Legt man den Vertrauensgrundsatz und das Prinzip der strikten Arbeitsteilung zugrunde, von dem die interdisziplinären Vereinbarungen zwischen Chirurgen und Anästhesisten ausgehen, so obliegt die Beurteilung, ob die Operation trotz der Verweigerung der Bluttransfusion indiziert ist, dem Operateur Der Anästhesist hat ihn auf die aus der Sicht seines Fachgebietes kontraindizierenden Umstände hinzuweisen, also etwa auf eine erhöhte Blutungsneigung. Er darf und muss dann aber die Beurteilung des Operateurs, dass die Operation gleichwohl indiziert ist, in den Grenzen des Vertrauensgrundsatzes akzeptieren.

Im übrigen ist jedoch zu unterscheiden: An vital indizierten dringenden Eingriffen muss der Anästhesist mitwirken; dagegen wird man ihm die Mitwirkung an elektiven Eingriffen freistellen müssen. Die Entscheidung des Operateurs für den Eingriff impliziert die Zusage an den Patienten, auch in der äußersten Grenzsituation auf eine Bluttransfusion zu verzichten. Eine elektive Operation unter dieser Prämisse kann für den Anästhesisten, aber auch für jeden anderen an der Operation Beteiligten, eine schwerwiegende Gewissensbelastung bedeuten. Trotz der unterschiedlichen Ausgangssituation lässt sich ihr Gewicht durchaus mit dem einer Mitwirkung am medizinisch nicht indizierten Schwangerschaftsabbruch vergleichen. Die Grundentscheidung, die der Gesetzgeber für die Mitwirkung hier zugunsten der Gewissensfreiheit des Arztes und der nichtärztlichen Mitarbeiter getroffen hat, fordert Anerkennung über ihren unmittelbaren Anwendungsbereich hinaus. Die gemeinsame ärztliche, ethische und rechtliche Verantwortung, die Operateur und Anästhesist mit elektiven Eingriffen bei. Zeugen Jehovas übernehmen, erfordert auch ihre gemeinsame Entscheidung für oder gegen die Operation.

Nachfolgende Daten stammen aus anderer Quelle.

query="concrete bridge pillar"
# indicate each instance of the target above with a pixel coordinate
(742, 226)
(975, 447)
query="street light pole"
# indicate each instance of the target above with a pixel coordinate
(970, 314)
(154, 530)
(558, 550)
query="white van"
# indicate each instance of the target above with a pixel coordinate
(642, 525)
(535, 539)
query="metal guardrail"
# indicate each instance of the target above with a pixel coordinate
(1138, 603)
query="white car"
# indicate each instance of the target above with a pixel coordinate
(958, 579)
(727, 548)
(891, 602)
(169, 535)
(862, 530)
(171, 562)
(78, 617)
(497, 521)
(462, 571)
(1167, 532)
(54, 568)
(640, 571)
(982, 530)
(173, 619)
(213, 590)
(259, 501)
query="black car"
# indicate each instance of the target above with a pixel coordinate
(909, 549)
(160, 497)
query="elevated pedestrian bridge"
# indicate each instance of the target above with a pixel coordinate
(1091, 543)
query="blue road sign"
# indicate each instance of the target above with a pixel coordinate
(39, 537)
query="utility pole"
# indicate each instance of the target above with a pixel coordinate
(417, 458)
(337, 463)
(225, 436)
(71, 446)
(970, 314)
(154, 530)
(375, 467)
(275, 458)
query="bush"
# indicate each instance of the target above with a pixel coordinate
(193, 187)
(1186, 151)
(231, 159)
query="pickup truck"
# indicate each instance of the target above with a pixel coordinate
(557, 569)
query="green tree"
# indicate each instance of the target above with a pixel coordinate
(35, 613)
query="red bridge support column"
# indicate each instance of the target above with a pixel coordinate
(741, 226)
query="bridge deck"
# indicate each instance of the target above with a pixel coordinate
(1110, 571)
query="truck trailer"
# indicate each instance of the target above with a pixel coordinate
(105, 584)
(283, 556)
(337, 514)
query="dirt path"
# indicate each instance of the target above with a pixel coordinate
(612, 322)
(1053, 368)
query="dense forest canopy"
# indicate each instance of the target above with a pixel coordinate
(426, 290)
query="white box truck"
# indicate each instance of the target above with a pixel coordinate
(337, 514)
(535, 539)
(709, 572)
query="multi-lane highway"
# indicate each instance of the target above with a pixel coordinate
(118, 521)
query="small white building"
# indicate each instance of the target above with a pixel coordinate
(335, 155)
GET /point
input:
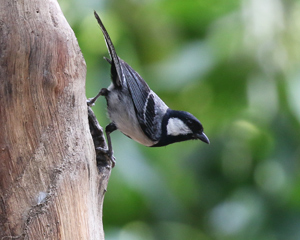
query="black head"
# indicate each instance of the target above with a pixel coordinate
(180, 126)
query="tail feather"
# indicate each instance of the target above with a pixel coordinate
(116, 69)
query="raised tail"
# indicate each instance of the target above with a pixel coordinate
(116, 69)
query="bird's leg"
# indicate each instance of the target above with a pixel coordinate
(108, 130)
(102, 92)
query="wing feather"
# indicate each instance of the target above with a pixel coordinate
(143, 100)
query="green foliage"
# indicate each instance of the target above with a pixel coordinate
(235, 66)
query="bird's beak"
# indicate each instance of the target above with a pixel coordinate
(203, 137)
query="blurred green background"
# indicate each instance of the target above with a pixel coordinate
(234, 65)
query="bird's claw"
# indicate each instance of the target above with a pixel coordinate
(109, 154)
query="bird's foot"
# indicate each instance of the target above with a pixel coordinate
(108, 154)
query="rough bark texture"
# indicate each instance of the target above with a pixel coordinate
(50, 187)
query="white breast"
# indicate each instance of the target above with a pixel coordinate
(122, 113)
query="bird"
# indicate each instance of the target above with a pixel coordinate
(137, 111)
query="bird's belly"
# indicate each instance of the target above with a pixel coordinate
(123, 114)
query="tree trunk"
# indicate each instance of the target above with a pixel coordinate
(50, 187)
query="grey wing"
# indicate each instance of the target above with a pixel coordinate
(144, 102)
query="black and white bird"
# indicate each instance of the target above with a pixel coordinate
(138, 112)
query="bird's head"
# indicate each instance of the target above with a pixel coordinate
(180, 126)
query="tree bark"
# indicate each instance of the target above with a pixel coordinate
(50, 187)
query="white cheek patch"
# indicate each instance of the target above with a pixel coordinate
(177, 127)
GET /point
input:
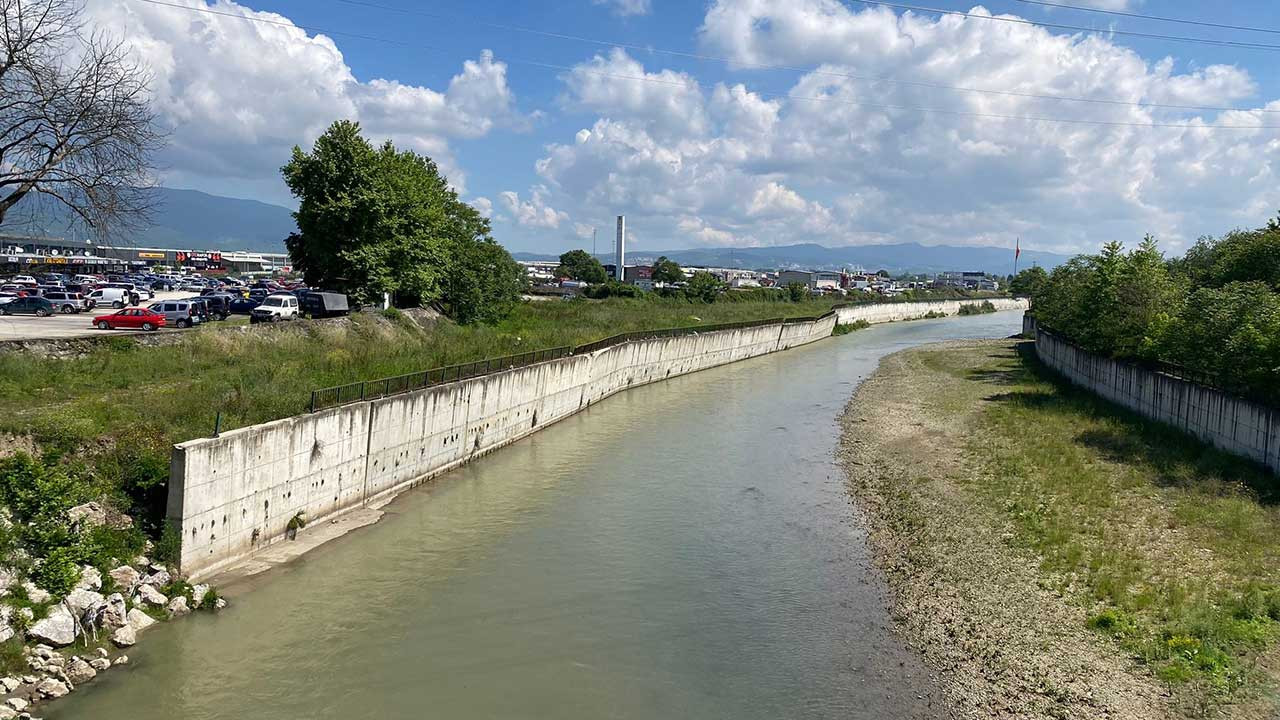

Um Konfliktsituationen nach Möglichkeit von vornherein zu vermeiden, sollten in Krankenhäusern, in denen häufiger Zeugen Jehovas operiert werden, Operationsteams gebildet werden, die in den Grundsatzfragen eine übereinstimmende Auffassung vertreten. Soweit es um elektive Eingriffe geht, bei denen die Probleme am größten sind, sollten sich die Zeugen Jehovas informieren, an welchen Krankenhäusern sie damit rechnen können, dass ihre Glaubensüberzeugung voll respektiert wird.